Returns: {results: [{title, url, content, score}, ...], query}
When to use search_depth="advanced":
- Complex research queries needing high-quality, comprehensive results
- When basic search returns insufficient or shallow results
- Academic or technical research
When to use time_range:
"day" — breaking news, today's prices/scores
"week" — recent developments, this week's news
"month" — recent trends, monthly reports
"year" — annual reviews, yearly data
Falls back to HyperBrowser automatically for site-scoped queries.
tavily_extract — Extract content from specific URLs
tavily_extract(urls=["https://example.com/page1", "https://example.com/page2"])
Use when you have specific URLs and want their full text content. More reliable than fetch_url for bot-protected or JavaScript-heavy pages. Can extract from multiple URLs in one call.
Parameters:
urls: List of URLs to extract content from.
include_raw_content: Include raw HTML alongside extracted text (default false).
Returns: {results: [{url, content}, ...]}
tavily_crawl — Crawl a multi-page website
tavily_crawl(url="https://docs.example.com", max_depth=2, max_pages=10, limit=10)

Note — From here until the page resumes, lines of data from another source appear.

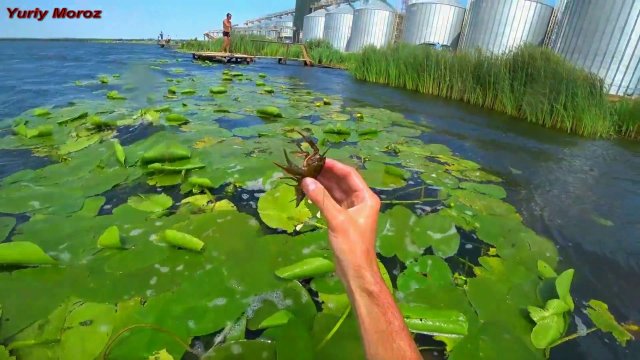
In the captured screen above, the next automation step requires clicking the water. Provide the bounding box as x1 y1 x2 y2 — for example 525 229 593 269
0 41 640 359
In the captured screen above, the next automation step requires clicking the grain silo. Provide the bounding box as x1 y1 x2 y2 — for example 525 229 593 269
346 0 397 52
302 9 327 41
462 0 553 54
323 3 354 51
273 15 293 42
552 0 640 96
402 0 466 48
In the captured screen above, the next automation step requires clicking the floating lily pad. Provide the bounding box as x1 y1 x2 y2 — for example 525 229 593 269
0 217 16 243
107 90 127 100
587 300 633 346
127 194 173 212
98 225 122 249
258 184 311 232
276 258 335 280
460 182 507 199
0 241 56 265
164 229 204 251
209 86 227 95
256 106 282 118
165 113 189 125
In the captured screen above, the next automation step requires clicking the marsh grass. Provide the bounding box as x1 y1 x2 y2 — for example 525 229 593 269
182 35 640 139
613 98 640 139
350 44 624 137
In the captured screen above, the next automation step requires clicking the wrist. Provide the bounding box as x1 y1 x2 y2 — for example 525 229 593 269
342 256 386 294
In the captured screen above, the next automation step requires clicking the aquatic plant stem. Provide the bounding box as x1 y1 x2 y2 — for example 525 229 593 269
101 324 195 360
549 327 598 349
317 305 351 350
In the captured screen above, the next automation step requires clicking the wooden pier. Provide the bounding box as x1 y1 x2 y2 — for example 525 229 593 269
192 39 314 66
193 52 256 64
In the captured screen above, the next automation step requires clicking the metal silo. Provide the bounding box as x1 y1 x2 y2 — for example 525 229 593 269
402 0 466 48
323 3 354 51
347 0 396 52
462 0 553 54
302 9 327 41
553 0 640 95
274 15 293 42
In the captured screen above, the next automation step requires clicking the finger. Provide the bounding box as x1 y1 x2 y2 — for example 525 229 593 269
302 178 344 223
321 159 369 194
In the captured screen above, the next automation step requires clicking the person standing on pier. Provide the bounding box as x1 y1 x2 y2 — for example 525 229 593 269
222 13 231 54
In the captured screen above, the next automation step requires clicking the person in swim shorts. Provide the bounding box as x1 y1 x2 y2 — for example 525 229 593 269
222 13 231 54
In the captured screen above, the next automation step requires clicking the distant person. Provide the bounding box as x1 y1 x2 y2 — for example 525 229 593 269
222 13 231 54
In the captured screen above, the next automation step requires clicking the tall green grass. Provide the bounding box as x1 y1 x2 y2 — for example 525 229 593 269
613 98 640 139
350 44 621 137
181 35 640 139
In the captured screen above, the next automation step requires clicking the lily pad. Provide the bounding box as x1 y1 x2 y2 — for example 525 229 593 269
113 139 126 166
209 86 227 95
460 182 507 199
256 106 282 117
587 300 633 346
164 229 204 251
127 194 173 212
141 144 191 164
0 217 16 243
98 225 122 249
276 258 335 280
258 184 311 232
165 113 189 125
399 304 469 336
107 90 127 100
257 310 293 330
0 241 56 266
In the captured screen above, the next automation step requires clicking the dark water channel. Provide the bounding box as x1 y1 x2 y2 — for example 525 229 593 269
0 41 640 359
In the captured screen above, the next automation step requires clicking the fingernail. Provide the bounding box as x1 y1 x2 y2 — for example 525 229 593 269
302 178 318 192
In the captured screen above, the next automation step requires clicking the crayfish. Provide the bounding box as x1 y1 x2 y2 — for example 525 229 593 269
274 130 329 207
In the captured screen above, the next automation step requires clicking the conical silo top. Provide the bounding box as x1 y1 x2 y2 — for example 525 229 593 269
407 0 467 8
360 0 396 12
305 9 327 17
329 4 353 14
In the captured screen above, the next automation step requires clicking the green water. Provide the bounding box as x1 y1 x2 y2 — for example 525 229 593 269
0 42 640 359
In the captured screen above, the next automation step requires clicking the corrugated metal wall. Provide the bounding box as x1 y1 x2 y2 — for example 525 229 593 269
553 0 640 95
347 0 396 52
402 0 466 48
462 0 553 54
323 4 353 51
293 0 317 42
302 9 327 41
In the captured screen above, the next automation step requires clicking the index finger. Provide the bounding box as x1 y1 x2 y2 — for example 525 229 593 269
320 159 370 194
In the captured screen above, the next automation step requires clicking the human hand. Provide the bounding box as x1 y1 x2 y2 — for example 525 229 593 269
302 159 380 286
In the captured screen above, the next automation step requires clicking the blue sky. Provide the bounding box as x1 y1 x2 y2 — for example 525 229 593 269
0 0 416 39
0 0 295 38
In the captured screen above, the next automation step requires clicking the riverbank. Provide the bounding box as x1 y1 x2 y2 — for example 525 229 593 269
180 35 640 139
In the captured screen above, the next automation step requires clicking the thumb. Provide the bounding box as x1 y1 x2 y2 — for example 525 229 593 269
302 178 343 222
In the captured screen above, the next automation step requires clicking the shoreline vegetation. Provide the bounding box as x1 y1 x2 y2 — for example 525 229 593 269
179 35 640 140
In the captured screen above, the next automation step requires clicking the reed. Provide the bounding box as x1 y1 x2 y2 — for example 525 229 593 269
350 44 624 137
182 36 640 139
613 98 640 139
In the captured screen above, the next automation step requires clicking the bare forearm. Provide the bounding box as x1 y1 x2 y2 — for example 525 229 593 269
347 265 422 360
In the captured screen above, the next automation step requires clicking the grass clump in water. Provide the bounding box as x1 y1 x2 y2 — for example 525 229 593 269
350 44 619 137
180 35 356 68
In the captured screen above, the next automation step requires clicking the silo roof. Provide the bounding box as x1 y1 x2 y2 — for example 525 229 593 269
305 9 327 17
329 4 353 14
361 0 396 12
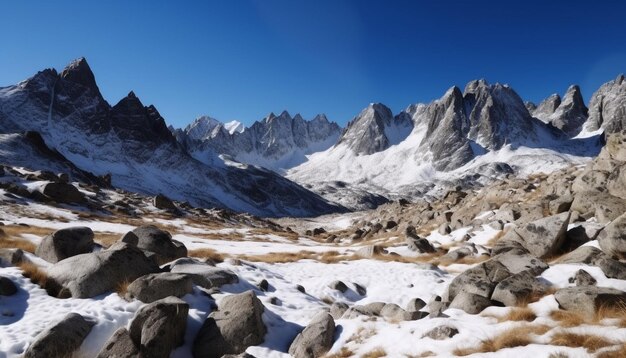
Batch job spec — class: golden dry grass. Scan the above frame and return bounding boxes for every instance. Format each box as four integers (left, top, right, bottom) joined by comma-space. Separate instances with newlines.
550, 332, 615, 353
361, 347, 387, 358
453, 325, 551, 356
187, 248, 226, 263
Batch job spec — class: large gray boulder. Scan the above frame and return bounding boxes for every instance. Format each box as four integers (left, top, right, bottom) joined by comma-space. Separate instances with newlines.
554, 286, 626, 317
598, 213, 626, 260
289, 312, 335, 358
129, 297, 189, 358
126, 272, 193, 303
96, 327, 139, 358
48, 242, 160, 298
193, 291, 267, 358
168, 257, 239, 289
122, 225, 187, 262
35, 226, 94, 263
516, 212, 570, 257
24, 313, 96, 358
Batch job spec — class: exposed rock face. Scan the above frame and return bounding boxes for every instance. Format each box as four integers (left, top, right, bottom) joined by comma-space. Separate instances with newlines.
337, 103, 413, 155
35, 226, 94, 263
48, 243, 159, 298
289, 312, 335, 358
193, 291, 267, 358
129, 297, 189, 358
24, 313, 96, 358
122, 225, 187, 262
585, 75, 626, 133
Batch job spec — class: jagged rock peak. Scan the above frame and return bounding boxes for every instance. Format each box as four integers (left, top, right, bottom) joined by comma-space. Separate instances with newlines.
61, 57, 98, 90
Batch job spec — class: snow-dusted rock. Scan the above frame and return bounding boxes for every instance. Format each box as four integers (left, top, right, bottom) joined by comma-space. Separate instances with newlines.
35, 226, 94, 263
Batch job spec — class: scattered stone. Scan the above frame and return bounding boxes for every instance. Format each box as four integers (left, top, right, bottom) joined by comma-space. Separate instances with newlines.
0, 276, 17, 296
24, 313, 96, 358
126, 272, 193, 303
129, 297, 189, 358
193, 291, 267, 358
35, 226, 94, 263
122, 225, 187, 262
422, 326, 459, 341
289, 312, 335, 358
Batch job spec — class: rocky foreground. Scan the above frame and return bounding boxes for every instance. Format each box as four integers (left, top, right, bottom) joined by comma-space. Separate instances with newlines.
0, 133, 626, 357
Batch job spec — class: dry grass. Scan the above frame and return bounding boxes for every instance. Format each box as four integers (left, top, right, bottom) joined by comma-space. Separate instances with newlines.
187, 248, 226, 263
453, 325, 551, 356
361, 347, 387, 358
550, 332, 615, 353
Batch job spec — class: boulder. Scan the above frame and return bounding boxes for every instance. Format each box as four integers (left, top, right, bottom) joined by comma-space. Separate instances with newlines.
598, 213, 626, 260
96, 327, 139, 358
122, 225, 187, 262
422, 326, 459, 341
0, 276, 17, 296
153, 194, 178, 211
554, 286, 626, 317
42, 183, 87, 204
48, 242, 160, 298
449, 291, 493, 314
193, 291, 267, 358
129, 297, 189, 358
168, 257, 239, 289
289, 312, 335, 358
24, 313, 96, 358
516, 212, 570, 257
35, 226, 94, 263
126, 272, 193, 303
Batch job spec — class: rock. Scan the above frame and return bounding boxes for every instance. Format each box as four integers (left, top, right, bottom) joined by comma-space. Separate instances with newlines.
554, 286, 626, 317
126, 272, 193, 303
0, 249, 28, 266
35, 226, 94, 263
153, 194, 178, 211
193, 291, 267, 358
0, 276, 17, 296
491, 271, 547, 307
48, 242, 160, 298
354, 245, 387, 259
449, 291, 493, 314
122, 225, 187, 262
328, 280, 348, 293
24, 313, 96, 358
329, 302, 349, 319
289, 312, 335, 358
129, 297, 189, 358
516, 213, 570, 257
96, 327, 139, 358
422, 326, 459, 341
42, 183, 87, 204
168, 257, 239, 290
257, 279, 270, 292
569, 269, 598, 286
598, 213, 626, 260
406, 298, 426, 312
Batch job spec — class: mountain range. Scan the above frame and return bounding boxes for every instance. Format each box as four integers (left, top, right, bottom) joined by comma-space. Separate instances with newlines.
0, 58, 626, 216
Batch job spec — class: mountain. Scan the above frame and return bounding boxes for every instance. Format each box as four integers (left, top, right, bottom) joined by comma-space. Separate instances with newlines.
532, 85, 589, 137
287, 80, 599, 209
0, 58, 341, 216
174, 111, 341, 173
584, 75, 626, 133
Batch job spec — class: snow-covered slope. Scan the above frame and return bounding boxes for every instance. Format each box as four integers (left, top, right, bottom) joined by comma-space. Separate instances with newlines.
287, 80, 599, 208
0, 59, 337, 216
175, 111, 340, 173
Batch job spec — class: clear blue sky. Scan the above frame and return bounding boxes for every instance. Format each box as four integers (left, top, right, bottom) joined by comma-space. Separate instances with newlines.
0, 0, 626, 126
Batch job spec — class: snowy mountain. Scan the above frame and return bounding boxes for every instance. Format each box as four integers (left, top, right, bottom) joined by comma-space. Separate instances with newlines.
0, 58, 339, 216
175, 111, 341, 173
287, 80, 599, 209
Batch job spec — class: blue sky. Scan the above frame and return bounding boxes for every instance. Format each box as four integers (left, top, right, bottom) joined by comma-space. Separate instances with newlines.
0, 0, 626, 126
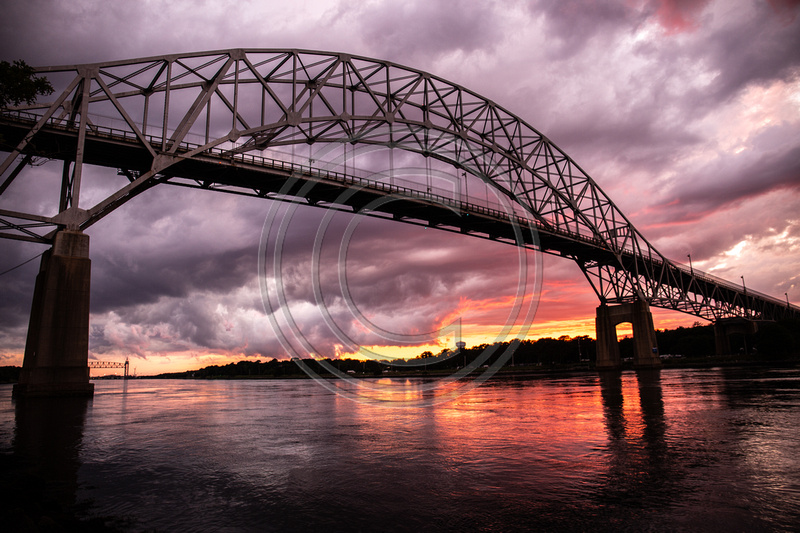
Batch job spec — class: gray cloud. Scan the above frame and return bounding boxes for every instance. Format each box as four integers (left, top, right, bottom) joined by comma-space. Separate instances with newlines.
0, 0, 800, 366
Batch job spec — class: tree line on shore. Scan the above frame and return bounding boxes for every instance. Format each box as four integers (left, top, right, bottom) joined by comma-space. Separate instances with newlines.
152, 322, 800, 379
0, 321, 800, 383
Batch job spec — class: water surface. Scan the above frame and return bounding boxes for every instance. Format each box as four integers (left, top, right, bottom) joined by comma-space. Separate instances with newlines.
0, 369, 800, 531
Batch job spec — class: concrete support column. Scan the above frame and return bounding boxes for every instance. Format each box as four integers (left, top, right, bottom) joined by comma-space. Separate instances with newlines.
714, 318, 758, 355
594, 304, 622, 370
631, 300, 661, 368
595, 300, 661, 370
13, 230, 94, 397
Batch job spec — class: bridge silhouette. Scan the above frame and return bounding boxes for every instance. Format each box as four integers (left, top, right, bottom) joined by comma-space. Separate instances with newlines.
0, 49, 800, 395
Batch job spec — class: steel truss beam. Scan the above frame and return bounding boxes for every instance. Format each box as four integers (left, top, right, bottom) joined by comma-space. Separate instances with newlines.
0, 49, 800, 320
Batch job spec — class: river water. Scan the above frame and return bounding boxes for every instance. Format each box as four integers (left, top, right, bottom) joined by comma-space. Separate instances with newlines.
0, 368, 800, 531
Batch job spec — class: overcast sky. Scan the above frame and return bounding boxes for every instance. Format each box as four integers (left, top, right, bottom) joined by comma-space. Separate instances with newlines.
0, 0, 800, 373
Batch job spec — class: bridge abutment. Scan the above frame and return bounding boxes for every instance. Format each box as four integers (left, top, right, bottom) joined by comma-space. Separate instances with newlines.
13, 230, 94, 397
595, 300, 661, 370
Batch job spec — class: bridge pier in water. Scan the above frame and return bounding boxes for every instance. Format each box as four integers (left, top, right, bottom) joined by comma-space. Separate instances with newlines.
595, 300, 661, 370
13, 230, 94, 397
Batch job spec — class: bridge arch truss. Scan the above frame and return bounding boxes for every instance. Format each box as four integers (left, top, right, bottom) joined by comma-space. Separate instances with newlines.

Follows links starting from the given URL up to max_depth levels deep. Returns content from each discovered page. Use for documentation sites, multi-page articles, or any site where you need content from many linked pages.
Parameters:
url: Starting URL to crawl.
max_depth: How many link levels to follow (default 2).
max_pages: Maximum number of pages to crawl (default 10).
limit: Maximum results to return (default 10).
Returns: {results: [{url, title, content}, ...]}
tavily_map — Discover a website's page structure
tavily_map(url="https://example.com", instructions="only blog posts")
Returns a sitemap-like list of all discovered URLs on a website. Use to understand a site's structure before extracting or crawling specific pages.
Parameters:
url: Website URL to map.
instructions: Optional natural-language filter (e.g. "only blog posts", "pricing pages").
Returns: {urls: ["https://example.com/page1", ...]}
fetch_url — Fetch a single URL as markdown
fetch_url(url="https://example.com")
Use when you have a specific URL and want the page content. Tries multiple providers (direct HTTP, Firecrawl, HyperBrowser, Tavily extract) until one succeeds.
http_request — Raw HTTP requests
http_request(url="https://api.example.com/data", method="GET", headers={...})
Use for REST APIs that don't have a Composio integration.
Decision matrix: Which tool to use?
| Scenario | Tool |
|---|
| General web search for info | web_search |
| Breaking news (today) | web_search with time_range="day" |
| Domain-specific search (e.g. only Reddit) | web_search with include_domains=["reddit.com"] |
| Deep research needing quality results | web_search with search_depth="advanced" |
| Have a specific URL, want its content | fetch_url or tavily_extract |
| Multiple URLs to read at once | tavily_extract with list of URLs |
| Need content from a multi-page site | tavily_crawl |
| Want to see all pages on a site | tavily_map |
| Map a site, then extract specific pages | tavily_map → pick URLs → tavily_extract |
| API endpoint (no web page) | http_request |
Provider availability
| Provider | Env var needed | Auto-loaded |
|---|
| Tavily | TAVILY_API_KEY | Yes — all tavily tools |
| HyperBrowser | HYPERBROWSER_API_KEY | Yes — auto-fallback in web_search |
| Firecrawl | FIRECRAWL_API_KEY | Yes — fallback in fetch_url |
Rate limits
Keep searches to 3-5 per task to avoid costs. Use tavily_map to discover pages, then tavily_extract for targeted reads instead of many separate searches. Spawn a subagent for research-heavy tasks.